Шахматы. Я - абсолютный чемпион палаты, довольно быстро - чемпион всего коридора, психиатрического крыла главного корпуса и , наконец, чемпионат психо-неврологического диспансера имени Бехтерева по шахматам. Лето 1970 года.
Я играл за психиатрическое отделение против неврологического. В коридор, принесли из кухни дюралевый стол и стулья. Против меня сел с бледным, ничего не выражающим, лицом и монотонным голосом тип в теплой домашней пижаме. Разыграли дебют. Я сразу понял, что это типичный народный гений, самоучка, безграмотный в шахматной теории. Он строил из фигур красивые, гармоничные той примитивной гармонией, которую из любого предмета делает детская игрушка калейдоскоп, конструкции. Я захватывал центр и атаковал острыми комбинаторскими атаками, рвался к королю и вяз в его защите. Мы сыграли вничью. Я обернулся.
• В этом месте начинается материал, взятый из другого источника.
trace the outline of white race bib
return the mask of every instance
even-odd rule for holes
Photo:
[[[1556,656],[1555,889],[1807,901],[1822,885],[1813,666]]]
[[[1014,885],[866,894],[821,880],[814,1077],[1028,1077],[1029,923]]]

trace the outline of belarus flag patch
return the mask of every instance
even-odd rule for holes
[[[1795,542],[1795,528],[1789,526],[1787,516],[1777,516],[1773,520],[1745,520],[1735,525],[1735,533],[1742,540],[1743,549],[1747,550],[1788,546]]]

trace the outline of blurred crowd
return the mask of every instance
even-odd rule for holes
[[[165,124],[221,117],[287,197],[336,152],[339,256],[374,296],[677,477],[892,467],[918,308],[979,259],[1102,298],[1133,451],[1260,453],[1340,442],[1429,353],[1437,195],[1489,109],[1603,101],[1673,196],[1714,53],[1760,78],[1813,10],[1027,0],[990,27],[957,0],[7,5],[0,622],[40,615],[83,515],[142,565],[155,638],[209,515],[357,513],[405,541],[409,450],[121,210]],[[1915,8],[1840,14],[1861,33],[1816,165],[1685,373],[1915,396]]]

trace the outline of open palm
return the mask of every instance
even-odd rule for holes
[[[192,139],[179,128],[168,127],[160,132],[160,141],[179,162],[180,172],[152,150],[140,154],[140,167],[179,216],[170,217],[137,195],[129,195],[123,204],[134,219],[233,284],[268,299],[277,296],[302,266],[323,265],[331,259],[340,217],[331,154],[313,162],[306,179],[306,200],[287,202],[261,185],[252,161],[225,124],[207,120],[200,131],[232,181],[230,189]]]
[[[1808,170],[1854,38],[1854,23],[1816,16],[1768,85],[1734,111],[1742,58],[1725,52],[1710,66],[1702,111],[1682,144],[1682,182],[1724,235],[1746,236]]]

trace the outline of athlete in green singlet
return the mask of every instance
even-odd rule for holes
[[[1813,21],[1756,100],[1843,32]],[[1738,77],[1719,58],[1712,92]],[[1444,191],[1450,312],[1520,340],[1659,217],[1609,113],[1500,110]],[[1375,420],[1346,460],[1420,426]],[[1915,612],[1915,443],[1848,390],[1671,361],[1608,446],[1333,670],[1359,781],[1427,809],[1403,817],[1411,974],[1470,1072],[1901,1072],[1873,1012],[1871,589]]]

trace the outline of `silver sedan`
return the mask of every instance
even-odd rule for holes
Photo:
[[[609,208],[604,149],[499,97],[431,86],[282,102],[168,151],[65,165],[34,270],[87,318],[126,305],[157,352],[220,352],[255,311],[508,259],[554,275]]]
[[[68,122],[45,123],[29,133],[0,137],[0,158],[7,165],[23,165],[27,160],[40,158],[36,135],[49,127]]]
Сзади за моей спиной стояло человек двадцать из психиатрического отделения - сумасшедших. Они болели за меня.
Мы сели играть вторую партию. Должны были поменяться цветом фигур. Он остановил меня пальцем и сказал:
- Я буду играть черными.
- У белых преимущество, первый ход, инициатива.
Он сказал:
- Я люблю играть в защите.
- Не умеете атаковать?
- Умею, мне нельзя этого делать, - сказал он.
- Кто запрещает?
- Врач.
Слушайте, сказал врач, - я вас выписываю. Вы тут будоражите мне всех. У нас диспансер, люди проходят курс лечения. Мне эти ваши шахматные турниры не нужны. Что же касается непосредственно вас: «Вегетативно-сосудистая дистония. В красную армию с этим берут.»
- Справку дадите? - спросил я.
- Какую я могу вам дать справку?
- Что я опасно психически здоров.
После ночи в большой казарме на сборном пункте, вповалку на полу, построение, пересчет и погрузка в плацкартный вагон. По восемь человек на плацкарту. Мы не знали, куда едем. Когда поезд тронулся, пьяный, расстегнутый на все пуговицы до самой последней рубашки старший сержант, на наш вопрос - "куда едем?" - важно сказал: «На месте узнаете» .
Уже в купе, после легкой потасовки, занял место возле окна и вдруг в осеннем беларуском пейзаже, в раме окна, в верхнем правом углу увидел червячков.
Пацаны, с которыми я ехал, заметили неладное и освободили мне полку наверху. Проснулся с совершенно прозрачным чувством, рожденного заново ребенка, свесился вниз, чтобы посмотреть в окно и спросил:
- Где мы сейчас?
- Кто-то тоскливо сказал:
- В России.
«Но ведь есть же кто-то, кому ты говоришь правду. Как бы это узнать, кто этот человек», - сказал раздраженно следователь.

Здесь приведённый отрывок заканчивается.